Die Rudolf-Oetker-Halle hat sich mit vielfältigen Veranstaltungen im Großen und Kleinen Saal sowie im Foyer längst als Institution für Stadtklang, Weltklasse und Experiment etabliert. So präsentierte sich das Konzerthaus in dieser Spielzeit zum Beispiel bei »Ready.Set.Listen!« als lebendiger Ort der Stadtgesellschaft, sorgte für ausverkaufte Säle u.a. bei den Veranstaltungen mit dem Konzerthausorchester Berlin, Götz Alsmann und Nils Landgren und wurde durch weitere Formate wie die »Noctune«-Reihe, Jazzkonzerte und Talkrunden erneut zu einem Resonanzraum, der Austausch und Begegnung förderte.
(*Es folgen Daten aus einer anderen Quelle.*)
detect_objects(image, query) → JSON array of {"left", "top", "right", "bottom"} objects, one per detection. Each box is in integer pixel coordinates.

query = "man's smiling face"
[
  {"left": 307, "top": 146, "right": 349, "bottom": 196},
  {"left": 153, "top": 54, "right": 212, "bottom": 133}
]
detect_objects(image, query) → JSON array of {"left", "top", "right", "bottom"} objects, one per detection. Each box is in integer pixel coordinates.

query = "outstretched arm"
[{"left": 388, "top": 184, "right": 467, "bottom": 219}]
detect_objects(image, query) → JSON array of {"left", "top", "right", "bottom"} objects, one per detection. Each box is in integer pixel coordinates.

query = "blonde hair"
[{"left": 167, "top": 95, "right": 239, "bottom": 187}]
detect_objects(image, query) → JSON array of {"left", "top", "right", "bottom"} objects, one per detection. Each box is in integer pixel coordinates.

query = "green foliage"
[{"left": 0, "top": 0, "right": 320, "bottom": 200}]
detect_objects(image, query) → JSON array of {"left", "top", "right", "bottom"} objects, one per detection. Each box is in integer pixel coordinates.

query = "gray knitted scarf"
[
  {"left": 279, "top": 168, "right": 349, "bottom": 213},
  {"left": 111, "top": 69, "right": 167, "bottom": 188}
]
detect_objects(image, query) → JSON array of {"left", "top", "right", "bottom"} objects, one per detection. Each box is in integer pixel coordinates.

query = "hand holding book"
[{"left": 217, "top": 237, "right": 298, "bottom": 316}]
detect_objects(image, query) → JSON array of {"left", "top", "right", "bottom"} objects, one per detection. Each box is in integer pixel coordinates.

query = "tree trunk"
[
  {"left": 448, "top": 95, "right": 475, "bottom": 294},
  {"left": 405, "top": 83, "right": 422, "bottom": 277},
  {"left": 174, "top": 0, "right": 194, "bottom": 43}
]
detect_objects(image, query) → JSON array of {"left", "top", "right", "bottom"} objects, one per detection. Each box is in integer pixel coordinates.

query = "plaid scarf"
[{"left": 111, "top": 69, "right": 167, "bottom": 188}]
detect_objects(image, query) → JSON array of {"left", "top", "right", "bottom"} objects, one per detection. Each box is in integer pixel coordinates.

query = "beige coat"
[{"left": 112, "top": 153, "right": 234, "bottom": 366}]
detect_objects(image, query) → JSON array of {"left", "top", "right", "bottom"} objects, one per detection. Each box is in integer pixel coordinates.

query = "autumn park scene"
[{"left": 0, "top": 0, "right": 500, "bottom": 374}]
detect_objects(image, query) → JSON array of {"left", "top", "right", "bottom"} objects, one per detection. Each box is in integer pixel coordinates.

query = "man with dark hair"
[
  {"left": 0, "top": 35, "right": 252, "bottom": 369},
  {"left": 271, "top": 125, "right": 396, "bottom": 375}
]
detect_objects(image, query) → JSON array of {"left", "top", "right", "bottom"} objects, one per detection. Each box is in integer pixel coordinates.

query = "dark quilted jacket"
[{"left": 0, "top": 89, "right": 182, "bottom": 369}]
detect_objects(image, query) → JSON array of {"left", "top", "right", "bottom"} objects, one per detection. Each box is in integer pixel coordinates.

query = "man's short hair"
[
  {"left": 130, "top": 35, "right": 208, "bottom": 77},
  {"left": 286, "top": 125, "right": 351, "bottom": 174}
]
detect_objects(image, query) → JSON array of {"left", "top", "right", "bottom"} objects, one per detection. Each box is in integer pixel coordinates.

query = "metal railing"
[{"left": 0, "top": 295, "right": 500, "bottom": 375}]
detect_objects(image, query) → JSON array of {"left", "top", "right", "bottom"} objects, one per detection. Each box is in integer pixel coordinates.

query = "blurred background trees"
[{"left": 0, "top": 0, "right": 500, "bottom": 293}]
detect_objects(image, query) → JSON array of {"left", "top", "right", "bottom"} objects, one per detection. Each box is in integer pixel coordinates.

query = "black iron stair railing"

Neben den künstlerischen Erfolgen wurden wichtige Weichen für die Zukunftsfähigkeit des Hauses gelegt. Die Bühnen und Orchester erhielten Fördermittel aus dem Programm »Übermorgen – Neue Modelle für Kulturinstitutionen« der Kulturstiftung des Bundes, mit denen laufende Transformationsprozesse weiterentwickelt werden können. Zugleich wurden im Rahmen des Landesprogramms »Publikum.Personal.Programm« nachhaltige Strukturen für Diversität, Personalentwicklung und kulturelle Teilhabe geschaffen. Zusätzlich wird das »Bielefelder Studio« dank einer Verstetigungszusage des Landes Nordrhein-Westfalen langfristig fortgeführt und bleibt ein wichtiger Motor für spartenübergreifendes Arbeiten und Innovation. »Die erfolgreiche Akquise von Fördermitteln aus Bund und Land sowie konsequente Organisationsentwicklung sind unter den herausfordernden Rahmenbedingungen immens wichtig, um wichtige Impulse für die Zukunft unseres Theater- und Konzertbetriebs setzen zu können«, sagt Verwaltungsdirektorin Stefanie Niedermeier.
Die Öffnung in die Stadt wurde in allen Bereichen konsequent fortgesetzt. Produktionen und Konzerte fanden in Museen, Stadtteilen, Schulen und Kindertageseinrichtungen statt. Neue Gesprächsformate, partizipative Projekte sowie die Arbeit des Teams Vermittlung stärkten den Dialog mit der Stadtgesellschaft und eröffneten Menschen aller Altersgruppen den Zugang zu Kunst und Kultur. Insgesamt haben sich die Bühnen und Orchester Bielefeld sowohl künstlerisch als auch wirtschaftlich und strukturell erfolgreich weiterentwickelt.